Let's implement self-attention using PyTorch.


In [None]:
class SelfAttention(nn.Module):
    """Self-attention mechanism implementation in PyTorch."""
    
    def __init__(self, d_model: int, d_k: int = None, d_v: int = None):
        super().__init__()
        self.d_model = d_model
        self.d_k = d_k if d_k is not None else d_model
        self.d_v = d_v if d_v is not None else d_model
        
        # Linear transformations for Q, K, V
        self.W_q = nn.Linear(d_model, self.d_k, bias=False)
        self.W_k = nn.Linear(d_model, self.d_k, bias=False)
        self.W_v = nn.Linear(d_model, self.d_v, bias=False)
        
        # Output projection
        self.W_o = nn.Linear(self.d_v, d_model, bias=False)
        
    def forward(self, x: torch.Tensor) -> tuple[torch.Tensor, torch.Tensor]:
        """
        Forward pass of self-attention.
        
        Args:
            x: Input tensor (batch_size, seq_len, d_model)
            
        Returns:
            output: Attention output (batch_size, seq_len, d_model)
            attention_weights: Attention weights (batch_size, seq_len, seq_len)
        """
        batch_size, seq_len, _ = x.shape
        
        # Compute Q, K, V
        Q = self.W_q(x)  # (batch_size, seq_len, d_k)
        K = self.W_k(x)  # (batch_size, seq_len, d_k)
        V = self.W_v(x)  # (batch_size, seq_len, d_v)
        
        # Compute attention scores
        scores = torch.matmul(Q, K.transpose(-2, -1))  # (batch_size, seq_len, seq_len)
        scores = scores / np.sqrt(self.d_k)
        
        # Apply softmax
        attention_weights = F.softmax(scores, dim=-1)
        
        # Apply attention to values
        attended_values = torch.matmul(attention_weights, V)  # (batch_size, seq_len, d_v)
        
        # Output projection
        output = self.W_o(attended_values)  # (batch_size, seq_len, d_model)
        
        return output, attention_weights


In [None]:
# Test the implementation
d_model = 8
seq_len = 4
batch_size = 1

# Create sample input
x = torch.randn(batch_size, seq_len, d_model)

# Initialize attention layer
attention = SelfAttention(d_model)

# Forward pass
output, attention_weights = attention(x)

print(f"Input shape: {x.shape}")
print(f"Output shape: {output.shape}")
print(f"Attention weights shape: {attention_weights.shape}")
print(f"\nAttention weights (first sample):")
print(attention_weights[0].detach().numpy())


In [None]:
# Test with a longer sequence
seq_len = 8
x_long = torch.randn(batch_size, seq_len, d_model)
output_long, attention_weights_long = attention(x_long)

print(f"Longer sequence attention weights shape: {attention_weights_long.shape}")
print(f"Attention weights (first sample):")
print(attention_weights_long[0].detach().numpy())

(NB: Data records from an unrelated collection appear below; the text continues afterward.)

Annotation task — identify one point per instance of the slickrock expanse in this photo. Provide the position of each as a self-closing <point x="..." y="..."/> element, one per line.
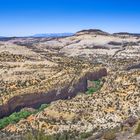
<point x="90" y="82"/>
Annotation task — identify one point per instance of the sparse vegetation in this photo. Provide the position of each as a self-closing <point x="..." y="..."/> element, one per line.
<point x="17" y="116"/>
<point x="66" y="135"/>
<point x="137" y="130"/>
<point x="96" y="88"/>
<point x="109" y="135"/>
<point x="13" y="118"/>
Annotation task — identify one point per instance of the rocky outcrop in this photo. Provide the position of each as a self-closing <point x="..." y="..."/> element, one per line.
<point x="35" y="100"/>
<point x="92" y="31"/>
<point x="137" y="66"/>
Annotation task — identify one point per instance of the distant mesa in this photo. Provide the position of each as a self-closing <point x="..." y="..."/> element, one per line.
<point x="92" y="31"/>
<point x="127" y="34"/>
<point x="53" y="35"/>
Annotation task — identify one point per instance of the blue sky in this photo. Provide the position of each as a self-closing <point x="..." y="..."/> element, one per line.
<point x="27" y="17"/>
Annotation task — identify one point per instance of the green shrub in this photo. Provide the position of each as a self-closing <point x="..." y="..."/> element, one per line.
<point x="96" y="88"/>
<point x="110" y="135"/>
<point x="17" y="116"/>
<point x="137" y="130"/>
<point x="13" y="118"/>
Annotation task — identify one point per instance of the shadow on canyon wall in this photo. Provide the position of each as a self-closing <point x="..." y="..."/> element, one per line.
<point x="34" y="100"/>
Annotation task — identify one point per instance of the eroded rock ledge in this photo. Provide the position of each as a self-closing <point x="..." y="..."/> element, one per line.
<point x="36" y="99"/>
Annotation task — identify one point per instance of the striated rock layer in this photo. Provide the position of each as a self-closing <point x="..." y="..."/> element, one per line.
<point x="35" y="100"/>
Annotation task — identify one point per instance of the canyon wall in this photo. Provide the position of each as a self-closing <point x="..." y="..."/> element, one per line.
<point x="34" y="100"/>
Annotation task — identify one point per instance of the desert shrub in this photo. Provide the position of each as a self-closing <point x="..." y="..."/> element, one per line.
<point x="85" y="135"/>
<point x="96" y="88"/>
<point x="13" y="118"/>
<point x="42" y="107"/>
<point x="17" y="116"/>
<point x="137" y="129"/>
<point x="109" y="135"/>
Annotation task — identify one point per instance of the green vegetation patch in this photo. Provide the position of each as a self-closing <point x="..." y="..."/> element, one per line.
<point x="96" y="88"/>
<point x="17" y="116"/>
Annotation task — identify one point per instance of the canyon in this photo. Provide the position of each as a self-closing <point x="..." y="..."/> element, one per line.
<point x="59" y="71"/>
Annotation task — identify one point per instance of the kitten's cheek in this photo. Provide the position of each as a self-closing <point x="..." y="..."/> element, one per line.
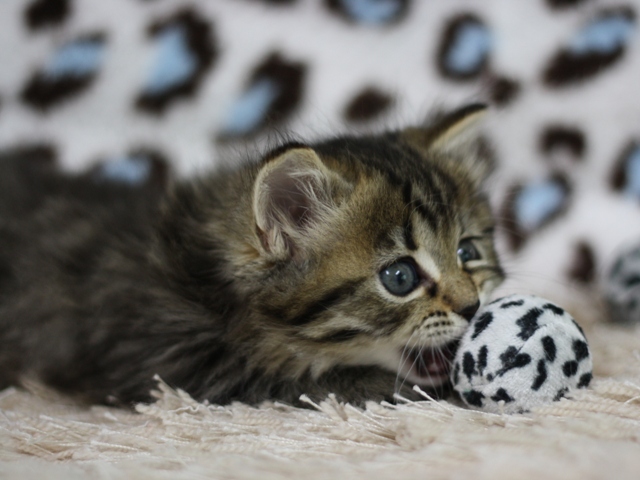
<point x="429" y="367"/>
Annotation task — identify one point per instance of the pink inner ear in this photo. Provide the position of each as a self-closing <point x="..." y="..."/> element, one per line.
<point x="288" y="195"/>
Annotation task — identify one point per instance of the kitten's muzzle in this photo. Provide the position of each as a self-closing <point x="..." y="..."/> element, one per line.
<point x="430" y="366"/>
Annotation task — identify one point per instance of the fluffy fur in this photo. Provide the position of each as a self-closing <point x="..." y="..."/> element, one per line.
<point x="260" y="282"/>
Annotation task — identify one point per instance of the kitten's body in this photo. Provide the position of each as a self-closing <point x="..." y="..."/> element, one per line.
<point x="258" y="283"/>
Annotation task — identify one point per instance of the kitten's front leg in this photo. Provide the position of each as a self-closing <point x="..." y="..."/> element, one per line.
<point x="357" y="385"/>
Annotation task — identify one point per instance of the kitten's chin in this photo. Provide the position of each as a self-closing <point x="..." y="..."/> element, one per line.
<point x="428" y="366"/>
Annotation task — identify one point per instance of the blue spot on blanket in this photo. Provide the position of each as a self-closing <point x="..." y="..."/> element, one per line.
<point x="174" y="63"/>
<point x="469" y="49"/>
<point x="372" y="12"/>
<point x="632" y="174"/>
<point x="76" y="59"/>
<point x="250" y="110"/>
<point x="537" y="202"/>
<point x="131" y="170"/>
<point x="603" y="35"/>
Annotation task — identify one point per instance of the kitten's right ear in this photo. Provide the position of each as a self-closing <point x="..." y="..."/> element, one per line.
<point x="292" y="196"/>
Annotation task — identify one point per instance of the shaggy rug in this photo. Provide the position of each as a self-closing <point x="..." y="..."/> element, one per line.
<point x="137" y="90"/>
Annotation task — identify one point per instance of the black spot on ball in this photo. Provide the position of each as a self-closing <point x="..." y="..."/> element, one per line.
<point x="560" y="394"/>
<point x="502" y="395"/>
<point x="515" y="303"/>
<point x="528" y="323"/>
<point x="549" y="347"/>
<point x="553" y="308"/>
<point x="581" y="350"/>
<point x="570" y="368"/>
<point x="578" y="327"/>
<point x="473" y="397"/>
<point x="456" y="373"/>
<point x="542" y="376"/>
<point x="468" y="365"/>
<point x="511" y="359"/>
<point x="481" y="324"/>
<point x="585" y="380"/>
<point x="562" y="4"/>
<point x="482" y="358"/>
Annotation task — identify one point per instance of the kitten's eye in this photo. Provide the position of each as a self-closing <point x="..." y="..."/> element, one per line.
<point x="467" y="251"/>
<point x="400" y="278"/>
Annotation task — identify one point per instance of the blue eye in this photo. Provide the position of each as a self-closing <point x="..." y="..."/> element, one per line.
<point x="400" y="278"/>
<point x="467" y="251"/>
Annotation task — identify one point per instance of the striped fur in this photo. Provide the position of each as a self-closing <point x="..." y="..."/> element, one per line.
<point x="255" y="283"/>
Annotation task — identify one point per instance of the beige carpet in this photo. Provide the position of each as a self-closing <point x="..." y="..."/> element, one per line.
<point x="594" y="435"/>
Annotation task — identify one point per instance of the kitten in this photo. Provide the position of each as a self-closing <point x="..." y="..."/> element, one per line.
<point x="349" y="266"/>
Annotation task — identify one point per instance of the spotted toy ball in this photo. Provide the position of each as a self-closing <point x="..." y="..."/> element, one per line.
<point x="520" y="352"/>
<point x="622" y="288"/>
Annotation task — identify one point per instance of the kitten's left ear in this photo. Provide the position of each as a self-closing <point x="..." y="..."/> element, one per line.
<point x="456" y="136"/>
<point x="292" y="201"/>
<point x="458" y="130"/>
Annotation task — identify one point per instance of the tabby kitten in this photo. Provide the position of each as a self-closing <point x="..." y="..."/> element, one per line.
<point x="348" y="266"/>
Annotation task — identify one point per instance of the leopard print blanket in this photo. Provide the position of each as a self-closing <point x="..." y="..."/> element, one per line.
<point x="136" y="90"/>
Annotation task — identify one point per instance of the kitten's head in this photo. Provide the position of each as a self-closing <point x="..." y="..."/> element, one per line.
<point x="377" y="250"/>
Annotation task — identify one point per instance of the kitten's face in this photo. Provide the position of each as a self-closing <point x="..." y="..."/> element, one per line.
<point x="386" y="253"/>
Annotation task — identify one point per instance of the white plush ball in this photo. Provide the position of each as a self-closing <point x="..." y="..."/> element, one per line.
<point x="519" y="352"/>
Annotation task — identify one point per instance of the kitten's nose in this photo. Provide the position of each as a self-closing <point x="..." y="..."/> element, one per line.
<point x="469" y="311"/>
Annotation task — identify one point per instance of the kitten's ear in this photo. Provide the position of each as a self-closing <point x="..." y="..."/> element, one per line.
<point x="459" y="129"/>
<point x="456" y="137"/>
<point x="292" y="196"/>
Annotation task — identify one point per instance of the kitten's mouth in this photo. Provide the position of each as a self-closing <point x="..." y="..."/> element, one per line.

In this notebook, we implemented the self-attention mechanism from scratch using PyTorch:

1. **Mathematical Foundation**: Understanding the attention formula and scaling
2. **PyTorch Implementation**: Complete self-attention layer with proper linear transformations

### Key Takeaways:
- Self-attention allows models to focus on relevant parts of the input
- The mechanism is highly parallelizable and interpretable
- Attention weights reveal what the model is "looking at"
- The scaling factor $\sqrt{d_k}$ prevents vanishing gradients

This foundation is essential for understanding more complex architectures like Transformers!